後ろにいたのはナックルだった。その手にはクリムゾン鞭が握られていた。

「ぐうぐうっぐぐぐぐぐぐ───…」痛すぎて言葉も出ない。


みんな、ナックルが操られている。


「ナックルさん!ダメじゃないですか!」


ラナが寄ってきてナックルを制止した。

ラナ…!ラナ…!!助けて。


「ショック死したらどうするんです…!」


ラナの手には橙色に光を放つ球体があった。


この旅路で何度か使っているところを見たことのある彼女のスキル【織天使の致死否定】。

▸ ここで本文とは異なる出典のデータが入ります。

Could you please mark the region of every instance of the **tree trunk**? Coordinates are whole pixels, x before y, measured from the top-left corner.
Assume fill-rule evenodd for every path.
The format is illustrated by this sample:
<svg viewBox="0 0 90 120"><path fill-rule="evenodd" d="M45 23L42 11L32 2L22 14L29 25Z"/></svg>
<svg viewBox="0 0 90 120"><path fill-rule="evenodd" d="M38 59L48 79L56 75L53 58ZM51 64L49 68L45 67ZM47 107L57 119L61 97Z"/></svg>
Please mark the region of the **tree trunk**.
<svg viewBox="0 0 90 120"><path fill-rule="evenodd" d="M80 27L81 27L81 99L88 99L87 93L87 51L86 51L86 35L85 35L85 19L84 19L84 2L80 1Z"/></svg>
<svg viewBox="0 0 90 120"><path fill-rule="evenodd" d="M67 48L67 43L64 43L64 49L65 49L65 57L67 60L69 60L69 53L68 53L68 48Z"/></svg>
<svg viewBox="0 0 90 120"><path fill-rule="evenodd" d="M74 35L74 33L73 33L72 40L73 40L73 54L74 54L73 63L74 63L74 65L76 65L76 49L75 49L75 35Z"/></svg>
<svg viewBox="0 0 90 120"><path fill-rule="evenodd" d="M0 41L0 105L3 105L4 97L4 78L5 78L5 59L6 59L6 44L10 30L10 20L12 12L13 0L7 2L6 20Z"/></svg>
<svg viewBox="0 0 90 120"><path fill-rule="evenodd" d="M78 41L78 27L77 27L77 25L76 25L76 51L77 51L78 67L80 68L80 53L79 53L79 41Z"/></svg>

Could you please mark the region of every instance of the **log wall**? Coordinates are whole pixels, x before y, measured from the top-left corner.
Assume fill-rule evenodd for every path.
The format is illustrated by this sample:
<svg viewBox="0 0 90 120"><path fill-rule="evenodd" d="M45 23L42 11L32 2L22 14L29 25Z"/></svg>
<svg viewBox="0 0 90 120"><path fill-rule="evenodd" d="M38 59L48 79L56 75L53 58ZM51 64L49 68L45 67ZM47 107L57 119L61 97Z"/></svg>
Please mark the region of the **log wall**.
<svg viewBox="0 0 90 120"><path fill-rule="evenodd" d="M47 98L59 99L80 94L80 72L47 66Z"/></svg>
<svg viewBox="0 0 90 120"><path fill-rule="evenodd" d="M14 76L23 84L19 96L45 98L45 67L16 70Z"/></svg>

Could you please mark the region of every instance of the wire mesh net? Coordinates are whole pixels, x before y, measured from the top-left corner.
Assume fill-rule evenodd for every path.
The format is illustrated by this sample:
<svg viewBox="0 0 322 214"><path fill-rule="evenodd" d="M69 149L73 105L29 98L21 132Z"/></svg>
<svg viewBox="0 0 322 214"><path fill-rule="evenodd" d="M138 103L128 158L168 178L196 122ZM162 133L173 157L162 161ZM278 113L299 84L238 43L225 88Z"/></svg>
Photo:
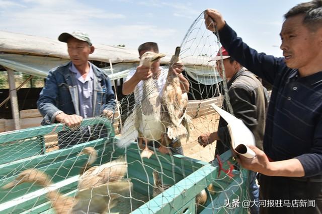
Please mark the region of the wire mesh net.
<svg viewBox="0 0 322 214"><path fill-rule="evenodd" d="M229 151L215 159L215 142L204 148L197 140L217 129L210 104L229 103L210 61L219 47L202 14L181 46L186 97L174 92L173 58L162 70L168 72L163 93L150 78L141 101L138 92L121 100L112 120L102 115L72 129L57 124L0 135L0 213L247 213L255 205L250 172Z"/></svg>

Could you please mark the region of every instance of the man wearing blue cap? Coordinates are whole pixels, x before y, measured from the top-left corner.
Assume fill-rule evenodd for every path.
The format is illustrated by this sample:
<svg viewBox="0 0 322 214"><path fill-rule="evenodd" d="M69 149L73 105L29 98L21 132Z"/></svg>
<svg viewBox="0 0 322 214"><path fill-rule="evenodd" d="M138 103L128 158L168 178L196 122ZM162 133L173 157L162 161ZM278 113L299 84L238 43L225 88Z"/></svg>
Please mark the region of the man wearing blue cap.
<svg viewBox="0 0 322 214"><path fill-rule="evenodd" d="M49 72L37 102L44 117L42 124L62 122L73 128L83 118L102 114L111 118L115 106L114 93L108 76L89 62L95 48L88 35L80 32L63 33L58 40L67 43L71 61ZM87 131L91 135L90 130ZM77 133L73 134L71 140L77 138ZM80 138L86 134L83 133ZM77 144L66 137L60 139L61 135L58 135L60 148Z"/></svg>

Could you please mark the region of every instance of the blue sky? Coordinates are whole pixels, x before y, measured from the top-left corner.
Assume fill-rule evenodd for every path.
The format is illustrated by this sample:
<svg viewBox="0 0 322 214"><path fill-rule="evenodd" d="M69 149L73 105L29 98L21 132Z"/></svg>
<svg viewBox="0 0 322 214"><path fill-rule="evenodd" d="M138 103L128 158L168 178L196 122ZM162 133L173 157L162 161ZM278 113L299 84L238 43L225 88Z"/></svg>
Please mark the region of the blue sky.
<svg viewBox="0 0 322 214"><path fill-rule="evenodd" d="M283 15L297 0L0 0L0 30L56 39L63 32L87 32L94 45L136 49L154 41L160 52L180 45L194 20L218 10L239 36L259 52L282 56ZM1 35L0 35L1 36Z"/></svg>

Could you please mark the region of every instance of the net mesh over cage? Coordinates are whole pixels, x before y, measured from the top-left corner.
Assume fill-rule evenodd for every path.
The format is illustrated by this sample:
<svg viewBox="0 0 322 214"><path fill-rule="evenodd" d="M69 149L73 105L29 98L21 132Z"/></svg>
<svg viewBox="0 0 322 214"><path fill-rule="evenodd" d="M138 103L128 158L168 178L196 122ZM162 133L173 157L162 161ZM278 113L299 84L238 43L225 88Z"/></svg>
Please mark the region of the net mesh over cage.
<svg viewBox="0 0 322 214"><path fill-rule="evenodd" d="M113 120L102 115L72 129L55 124L0 135L0 213L248 213L250 172L230 151L215 157L215 142L204 148L197 140L217 128L210 104L229 105L226 81L211 61L219 48L202 14L179 56L189 62L186 98L171 97L170 86L167 99L153 97L152 81L143 85L141 101L133 95L119 101ZM174 86L169 79L166 85ZM116 136L112 121L119 124ZM171 149L179 143L184 156Z"/></svg>

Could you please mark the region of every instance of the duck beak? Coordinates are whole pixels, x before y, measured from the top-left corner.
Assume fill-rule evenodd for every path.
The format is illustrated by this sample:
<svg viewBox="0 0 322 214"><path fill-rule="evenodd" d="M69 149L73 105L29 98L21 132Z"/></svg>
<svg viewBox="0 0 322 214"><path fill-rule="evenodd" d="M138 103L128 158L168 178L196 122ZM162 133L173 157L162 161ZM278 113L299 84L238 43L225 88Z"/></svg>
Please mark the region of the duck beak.
<svg viewBox="0 0 322 214"><path fill-rule="evenodd" d="M16 186L17 184L19 184L19 180L13 180L12 181L10 182L10 183L7 183L7 184L5 185L4 186L3 186L2 187L2 188L4 189L10 189L12 187L13 187L14 186Z"/></svg>
<svg viewBox="0 0 322 214"><path fill-rule="evenodd" d="M84 152L82 151L82 152L80 152L78 153L77 154L77 156L80 156L80 155L82 155L82 154L85 154L85 153L84 153Z"/></svg>
<svg viewBox="0 0 322 214"><path fill-rule="evenodd" d="M163 57L165 57L166 55L165 54L158 53L155 54L155 55L152 58L151 60L151 62L155 62L156 61Z"/></svg>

モンスターの体内から希少器官を摘出したいときに用いていたスキル…。

どれだけダメージを受けようと致死にならない、医療用…、いや、拷問用スキル…。


なんで、それを、僕に、使おうと───…


「簡単に死んじゃったら納得できないじゃないですか」


ようやく取り戻せた太陽の光を逆光に、ラナの笑顔は真っ黒に見えた。


僕の胸に光球は落とされ埋め込まれた。


「【呪・爛れる火傷】【呪・蠢く毒棘百足】【呪・痛覚敏感病烏】」


「ああああああああああああああああああああああああああ!!!!」


身体が焼ける!皮膚の下に這って痛い!痛い!痛い!エリーナの魔法だ。呪いの魔法だ。

なんで…!エリーナまで。


「死ねぇえええッ!!!!」


ナックルの鞭が僕を襲う。バチィイイイイイン!!!


「ああああああああああ!!」


ゴッズは無言のまま助けてくれようとはしてくれない。

その目は冷たい。


「イ、イーサン…!」


みんなが操られている。死んだ魔王の、怨念か。


「無能なゴブリンが、人間様と対等になれたと思いあがってんじゃねぇよ。ゴミが…」


何を…、言ってるんだ…。

イーサンがそんなこと言うわけが───…


「これまでのはぜ~んぶ演技だ。気づけよマヌケ」


剣。イーサンは聖剣を掲げた。


幾度となく僕らを守ってきてくれたその剣を今度は僕に向けて───

一閃!ズドン!!あああああああああああ!!!


右手が…!右腕が…!!斬り落とされた…!!!


「あがあああああああああ!!!!!!」


何で!何で!何で!


「これからお前にはこの場の魔王のソウルを封印するための人柱になってもらう。そのためにわざわざお前は連れてこられたんだよ、ハハハハハ!!」


イーサンは酷く歪んだ顔で、せせら笑った。


僕が兄のように慕った男の姿はそこにはない。